To prove: $(2x-1)\text{is a factor of}6x^3-x^2-5x+2$.
From Factor theorem, we know that A polynomial $f\left(x\right)$ has a factor $(x–a)$ if and only if $f\left(a\right)=0$.

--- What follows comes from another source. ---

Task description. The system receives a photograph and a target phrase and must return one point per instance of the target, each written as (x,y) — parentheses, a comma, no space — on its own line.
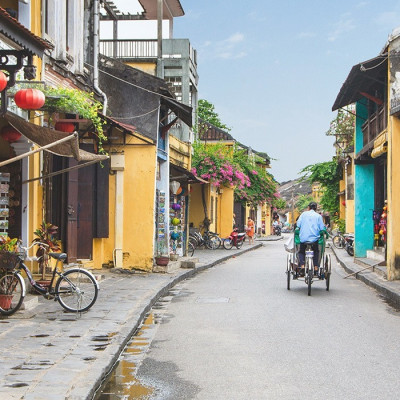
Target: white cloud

$2x-1=0\Rightarrow x=\frac{1}{2}$
So $a=\frac{1}{2}$,
$f\left(a\right)=f\left(\frac{1}{2}\right)$
$=6{\left(\frac{1}{2}\right)}^3-{\left(\frac{1}{2}\right)}^2-5\left(\frac{1}{2}\right)+2$
$=6\left(\frac{1}{8}\right)-\left(\frac{1}{4}\right)-\left(\frac{5}{2}\right)+2$
$=\left(\frac{3}{4}\right)-\left(\frac{1}{4}\right)-\left(\frac{5}{2}\right)+2$
$=\left(\frac{1}{2}\right)-\left(\frac{5}{2}\right)+2$
$=-\left(\frac{4}{2}\right)+2$
$=-2+2$
$=0$
Hence,$(2x-1)\text{is a factor of}6x^3-x^2-5x+2$.